Non-academic university workers under the Senior Staff Association of Nigerian Universities have issued a firm April 30 deadline to the federal government to conclude renegotiation of their employment agreement and sign the resulting document, warning that failure to meet the deadline would trigger an indefinite, comprehensive, and total withdrawal of services across federal universities.
The union made the position known in a communique issued by its President, Mohammed Haruna Ibrahim, following a National Executive Council meeting in which members expressed frustration over what they described as attempts by the government to project the renegotiation process as concluded when, in their assessment, substantive discussions on key welfare issues remained unresolved.
The union specifically condemned the circulation of a government letter suggesting that a 30 percent increase on allowances had been approved, characterizing the document as an attempt to misrepresent the state of negotiations. Ibrahim said the union had met with the government team seven times between October 2024 and the present, and that two broad areas of renegotiation, monetary and non-monetary, affecting members’ welfare and wellbeing, remained open.

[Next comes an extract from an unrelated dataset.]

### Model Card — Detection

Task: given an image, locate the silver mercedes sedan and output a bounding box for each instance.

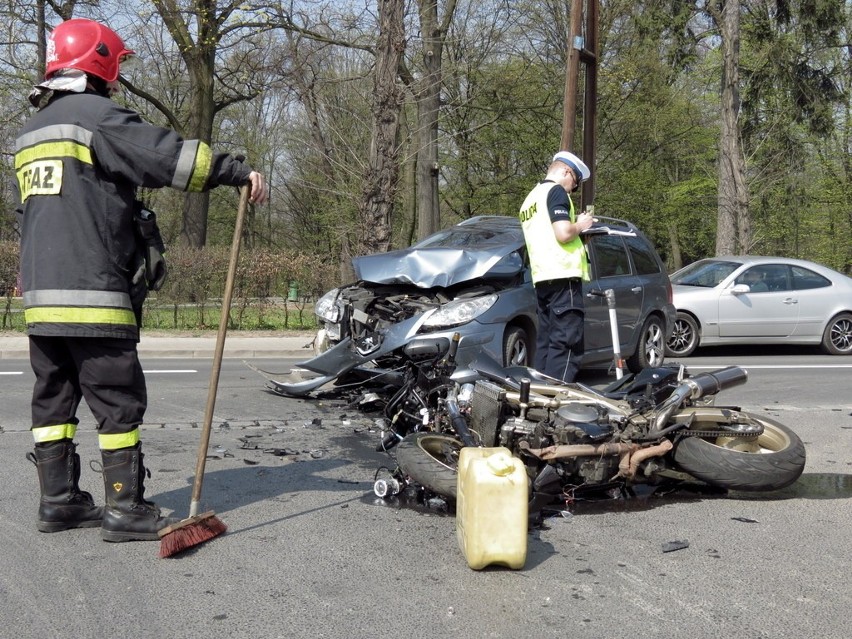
[665,256,852,356]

“SSANU will not accept any outcome that falls below the negotiated understanding reached in the course of the renegotiation process, and insists that fairness, due process, and collective bargaining principles must be respected,” the communique stated.
The union said it would coordinate its industrial action with its counterpart, the Non-Academic Staff Union of Educational and Associated Institutions, and indicated that members of non-teaching staff from polytechnics and colleges of education would also be mobilized to join the action if the government failed to act.

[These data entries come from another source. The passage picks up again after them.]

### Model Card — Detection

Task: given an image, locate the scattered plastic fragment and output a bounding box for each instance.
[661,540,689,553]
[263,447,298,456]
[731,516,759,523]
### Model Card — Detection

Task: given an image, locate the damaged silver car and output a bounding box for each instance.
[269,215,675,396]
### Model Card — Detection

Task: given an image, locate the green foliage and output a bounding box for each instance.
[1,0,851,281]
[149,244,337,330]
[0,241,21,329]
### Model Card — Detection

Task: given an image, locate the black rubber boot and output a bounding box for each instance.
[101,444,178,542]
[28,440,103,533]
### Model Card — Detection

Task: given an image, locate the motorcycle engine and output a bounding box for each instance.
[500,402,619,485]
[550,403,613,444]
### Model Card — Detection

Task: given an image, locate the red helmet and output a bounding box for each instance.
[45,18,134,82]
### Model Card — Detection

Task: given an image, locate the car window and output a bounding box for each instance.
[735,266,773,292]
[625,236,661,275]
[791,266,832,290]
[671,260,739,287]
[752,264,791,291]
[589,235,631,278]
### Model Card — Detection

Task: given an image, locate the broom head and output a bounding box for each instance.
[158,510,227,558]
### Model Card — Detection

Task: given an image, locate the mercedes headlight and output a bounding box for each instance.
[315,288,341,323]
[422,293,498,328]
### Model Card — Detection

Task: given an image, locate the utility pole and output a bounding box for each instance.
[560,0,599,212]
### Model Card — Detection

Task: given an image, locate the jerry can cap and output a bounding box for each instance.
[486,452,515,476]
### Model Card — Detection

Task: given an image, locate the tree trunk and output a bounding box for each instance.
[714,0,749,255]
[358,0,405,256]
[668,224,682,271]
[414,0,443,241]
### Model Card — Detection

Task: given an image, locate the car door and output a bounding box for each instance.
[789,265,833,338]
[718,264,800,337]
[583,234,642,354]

Ibrahim called directly on President Bola Tinubu to heed the voices of university workers, describing non-teaching staff as the backbone of student welfare and wellbeing within the university system.
“Our members have spoken with one voice. President Tinubu, being a democrat, should listen to the voices of workers in the universities,” he said, while simultaneously conveying the union’s vote of confidence in its current leadership ahead of the anticipated confrontation.